MEDIA RELEASE 1 July 2024 |

Blatant clearing, noxious weeds and systematic mismanagement is still rife in Victoria’s most threatened ecosystem, according to a ‘People’s Audit’ conducted by nature conservation groups. The comprehensive audit reviewed 36 critical conservation reserves in Melbourne’s growth corridors. 

The Conservation Areas are intended to protect endangered frogs, lizards, bandicoots, the Small Golden Moths Orchid and the Spiny Rice-flower, as well as critically threatened grasslands and woodlands. 

The People’s Audit focused on Melton, Wyndham, Hume, Whittlesea and Casey Councils, home to once-abundant, now-struggling meadows, woodlands and creek corridors. 

The 36 Areas were set aside as compensation for a state and federal government 2010 deal, the Melbourne Strategic Assessment. It lets developers clear grassland and woodland habitat, killing plants, animals and ecological communities. Without the deal, these areas would be protected through our national nature laws (the EPBC Act).  

Eleven years after the deal was struck, most of the Areas are yet to be acquired by the government. 

“It’s a dangerously slow and damaging process. To exacerbate the issue, state and federal governments have let more than half of the Conservation Areas be cut in size. It’s substandard, a gift to developers,” Dr Marshall said. 

Once stretching from Melbourne to South Australia, today only 1 per cent of our grasslands survive. These native flower meadows are now heading towards irreversible decline,” says Grassy Plains Network Facilitator Dr Adrian Marshall. ‘“These Conservation Areas are the best we have left of critically endangered grassland and Grassy Eucalypt Woodland. But only if the government needs to get on with the job it promised to do, protecting these irreplaceable conservation jewels of the growth corridors,” Dr Marshall said. 

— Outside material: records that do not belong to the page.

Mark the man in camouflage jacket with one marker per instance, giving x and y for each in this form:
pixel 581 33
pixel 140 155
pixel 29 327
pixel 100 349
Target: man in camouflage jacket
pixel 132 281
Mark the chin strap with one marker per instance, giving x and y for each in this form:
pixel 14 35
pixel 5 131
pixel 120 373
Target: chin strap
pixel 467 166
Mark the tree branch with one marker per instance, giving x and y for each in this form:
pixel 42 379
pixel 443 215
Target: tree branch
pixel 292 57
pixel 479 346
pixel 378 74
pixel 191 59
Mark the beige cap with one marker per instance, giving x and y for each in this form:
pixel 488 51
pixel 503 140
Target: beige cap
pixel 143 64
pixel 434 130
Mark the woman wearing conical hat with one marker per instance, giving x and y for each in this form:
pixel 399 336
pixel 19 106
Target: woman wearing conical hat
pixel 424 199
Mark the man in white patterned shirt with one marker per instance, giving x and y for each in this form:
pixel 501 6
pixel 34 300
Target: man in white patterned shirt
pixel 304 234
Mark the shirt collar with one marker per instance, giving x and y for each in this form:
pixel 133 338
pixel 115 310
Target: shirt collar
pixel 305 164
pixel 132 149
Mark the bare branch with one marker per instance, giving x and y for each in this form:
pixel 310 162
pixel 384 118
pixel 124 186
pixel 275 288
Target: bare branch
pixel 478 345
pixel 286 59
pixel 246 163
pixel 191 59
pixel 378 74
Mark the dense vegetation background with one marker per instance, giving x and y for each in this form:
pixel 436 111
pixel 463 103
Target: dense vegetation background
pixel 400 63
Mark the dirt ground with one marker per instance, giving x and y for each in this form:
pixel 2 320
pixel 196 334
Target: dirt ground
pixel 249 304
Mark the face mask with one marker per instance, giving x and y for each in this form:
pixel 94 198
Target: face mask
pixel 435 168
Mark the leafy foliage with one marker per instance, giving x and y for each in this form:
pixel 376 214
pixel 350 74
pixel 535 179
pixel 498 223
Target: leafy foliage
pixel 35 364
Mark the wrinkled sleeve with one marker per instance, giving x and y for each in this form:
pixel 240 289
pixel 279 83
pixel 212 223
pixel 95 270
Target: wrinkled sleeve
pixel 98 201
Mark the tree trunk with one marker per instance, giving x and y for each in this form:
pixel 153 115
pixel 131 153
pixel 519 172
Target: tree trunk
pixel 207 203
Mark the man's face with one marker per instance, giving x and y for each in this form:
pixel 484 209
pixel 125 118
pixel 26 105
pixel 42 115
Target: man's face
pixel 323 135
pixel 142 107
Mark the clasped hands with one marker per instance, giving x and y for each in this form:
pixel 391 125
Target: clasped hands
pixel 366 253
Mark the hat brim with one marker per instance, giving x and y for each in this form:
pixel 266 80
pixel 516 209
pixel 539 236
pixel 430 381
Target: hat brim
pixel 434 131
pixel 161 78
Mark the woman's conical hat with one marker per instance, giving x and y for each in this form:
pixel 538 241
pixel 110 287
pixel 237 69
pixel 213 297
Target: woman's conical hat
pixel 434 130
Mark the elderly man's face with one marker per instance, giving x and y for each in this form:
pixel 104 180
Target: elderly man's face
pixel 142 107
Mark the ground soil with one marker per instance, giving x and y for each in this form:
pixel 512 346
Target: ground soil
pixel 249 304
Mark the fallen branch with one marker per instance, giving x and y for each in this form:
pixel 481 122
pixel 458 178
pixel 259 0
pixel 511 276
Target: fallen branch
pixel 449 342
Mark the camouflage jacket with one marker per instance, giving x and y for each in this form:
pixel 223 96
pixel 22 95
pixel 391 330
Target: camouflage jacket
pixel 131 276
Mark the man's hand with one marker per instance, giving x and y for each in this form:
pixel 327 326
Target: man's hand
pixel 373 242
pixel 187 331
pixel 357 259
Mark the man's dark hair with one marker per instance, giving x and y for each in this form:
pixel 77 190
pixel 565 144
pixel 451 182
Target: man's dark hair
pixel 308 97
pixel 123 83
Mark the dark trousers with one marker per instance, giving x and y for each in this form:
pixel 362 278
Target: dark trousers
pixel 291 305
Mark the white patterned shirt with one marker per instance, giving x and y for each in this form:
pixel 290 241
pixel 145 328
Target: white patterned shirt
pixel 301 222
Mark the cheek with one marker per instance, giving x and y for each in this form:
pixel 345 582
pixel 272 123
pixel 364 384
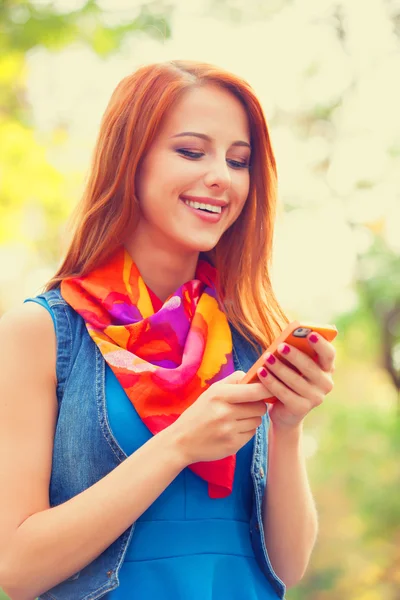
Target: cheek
pixel 242 188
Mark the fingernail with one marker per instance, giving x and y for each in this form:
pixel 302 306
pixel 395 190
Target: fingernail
pixel 284 349
pixel 271 359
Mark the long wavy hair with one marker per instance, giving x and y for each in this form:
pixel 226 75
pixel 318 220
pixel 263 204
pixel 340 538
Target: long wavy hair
pixel 109 205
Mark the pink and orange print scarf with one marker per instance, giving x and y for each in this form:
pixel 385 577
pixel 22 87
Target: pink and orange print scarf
pixel 163 359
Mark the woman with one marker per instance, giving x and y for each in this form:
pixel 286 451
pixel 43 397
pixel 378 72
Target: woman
pixel 134 465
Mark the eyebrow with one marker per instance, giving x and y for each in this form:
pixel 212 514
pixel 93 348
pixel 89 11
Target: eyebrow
pixel 203 136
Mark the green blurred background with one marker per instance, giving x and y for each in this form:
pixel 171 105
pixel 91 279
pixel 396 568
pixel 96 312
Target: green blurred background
pixel 327 74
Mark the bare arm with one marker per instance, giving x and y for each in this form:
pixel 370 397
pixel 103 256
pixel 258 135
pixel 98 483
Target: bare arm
pixel 42 546
pixel 289 513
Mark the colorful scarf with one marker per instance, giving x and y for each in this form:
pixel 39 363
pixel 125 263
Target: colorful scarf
pixel 163 359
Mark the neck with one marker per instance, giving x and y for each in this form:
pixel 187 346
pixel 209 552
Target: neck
pixel 162 270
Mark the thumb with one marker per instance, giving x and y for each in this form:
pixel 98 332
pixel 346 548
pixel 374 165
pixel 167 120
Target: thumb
pixel 235 377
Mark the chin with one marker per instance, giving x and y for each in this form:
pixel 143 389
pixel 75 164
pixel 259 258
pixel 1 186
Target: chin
pixel 201 246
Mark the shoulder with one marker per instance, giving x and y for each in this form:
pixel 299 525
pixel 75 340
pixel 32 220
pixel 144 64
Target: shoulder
pixel 27 335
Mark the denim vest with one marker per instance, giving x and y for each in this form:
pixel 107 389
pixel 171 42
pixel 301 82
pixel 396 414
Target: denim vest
pixel 85 449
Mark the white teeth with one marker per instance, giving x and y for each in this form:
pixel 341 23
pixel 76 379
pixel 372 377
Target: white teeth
pixel 201 206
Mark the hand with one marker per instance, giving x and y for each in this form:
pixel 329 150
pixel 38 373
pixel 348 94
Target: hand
pixel 221 421
pixel 298 394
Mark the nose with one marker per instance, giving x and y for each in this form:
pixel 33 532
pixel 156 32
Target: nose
pixel 218 175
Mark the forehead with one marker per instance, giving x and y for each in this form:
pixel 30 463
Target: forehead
pixel 208 109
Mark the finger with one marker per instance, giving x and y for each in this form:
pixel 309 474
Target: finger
pixel 295 403
pixel 250 409
pixel 235 377
pixel 325 350
pixel 303 386
pixel 247 425
pixel 245 392
pixel 304 364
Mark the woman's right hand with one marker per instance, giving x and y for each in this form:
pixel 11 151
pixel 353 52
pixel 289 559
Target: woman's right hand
pixel 221 421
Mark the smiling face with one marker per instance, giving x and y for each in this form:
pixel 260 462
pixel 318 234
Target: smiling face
pixel 194 180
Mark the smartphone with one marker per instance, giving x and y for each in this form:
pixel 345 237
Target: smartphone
pixel 295 334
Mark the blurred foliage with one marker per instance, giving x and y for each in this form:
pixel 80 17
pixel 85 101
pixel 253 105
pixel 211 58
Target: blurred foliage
pixel 24 26
pixel 353 440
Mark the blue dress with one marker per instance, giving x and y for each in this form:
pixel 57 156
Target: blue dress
pixel 187 545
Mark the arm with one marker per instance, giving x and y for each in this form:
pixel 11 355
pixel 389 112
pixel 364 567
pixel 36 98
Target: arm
pixel 289 514
pixel 42 546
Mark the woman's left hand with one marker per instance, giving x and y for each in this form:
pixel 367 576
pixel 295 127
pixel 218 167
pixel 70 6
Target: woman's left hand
pixel 298 394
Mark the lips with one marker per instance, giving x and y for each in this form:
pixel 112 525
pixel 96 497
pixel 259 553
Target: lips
pixel 205 200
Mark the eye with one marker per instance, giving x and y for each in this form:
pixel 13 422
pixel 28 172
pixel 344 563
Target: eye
pixel 237 164
pixel 189 153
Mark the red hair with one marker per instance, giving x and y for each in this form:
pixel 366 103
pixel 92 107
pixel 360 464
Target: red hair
pixel 109 205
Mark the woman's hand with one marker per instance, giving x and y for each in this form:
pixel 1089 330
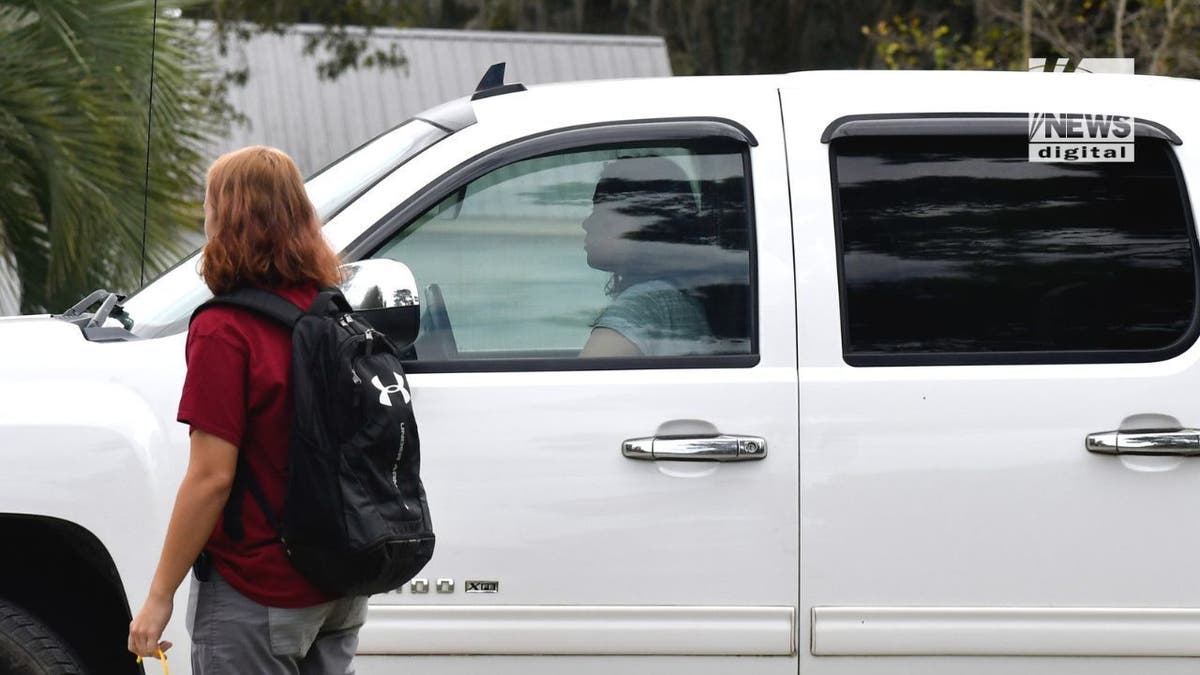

In 2022, Conservation Area 9 was found destroyed, all life smothered under asbestos-contaminated fill. That case is still before the courts, the grassland still in ruins. 

“We thought Conservation Area 9 was an anomaly. But then we started looking. Turned out it was a smoking gun. We’ve found more than fifteen apparent breaches of the law so far,” Dr Marshall said. 

Breaches include clearing vegetation, driving heavy machinery over rare plants and even filling-in water bodies known to be used by rare and protected frogs, like the Growling Grass Frog.  

“This audit documents the more than 10 years of hell these Conservation Areas have been through”. They are getting absolutely smashed either on purpose or by neglect”.  

“The deal, the Melbourne Strategic Assessment, was botched from the very start,”   

“It’s a disgrace. We need additional grasslands protected as compensation for the destruction, for the losses from poor management and failed oversight, for the cuts in size.  

Michael Longmore, Ecological Restoration Program Manager for the Merri Creek Management Committee and Audit partner, said: “We need proper oversight by the government, and support for landowners to look after their land. And we need to connect these ancient landscapes with the people who are starting communities near them.”  

Key findings 

  • Only 7 of the 36 areas are protected, more than a decade after they were promised. 
  • More than half (20 out of 36) have had their size cut. 
  • Just three Conservation Areas are known to be in good ecological condition. 
  • Only one Conservation Area is likely to be improving in condition. Many (at least 15) have been and continue to be declining in condition.  
  • Almost half (15+) of the Conservation Areas have had compliance issues, 8 of which we regard as severe.  
  • Most importantly, no actions have taken place regarding compensation for the significant loss in the quality of the Conservation Areas, or for the loss in the extent of the Conservation Areas.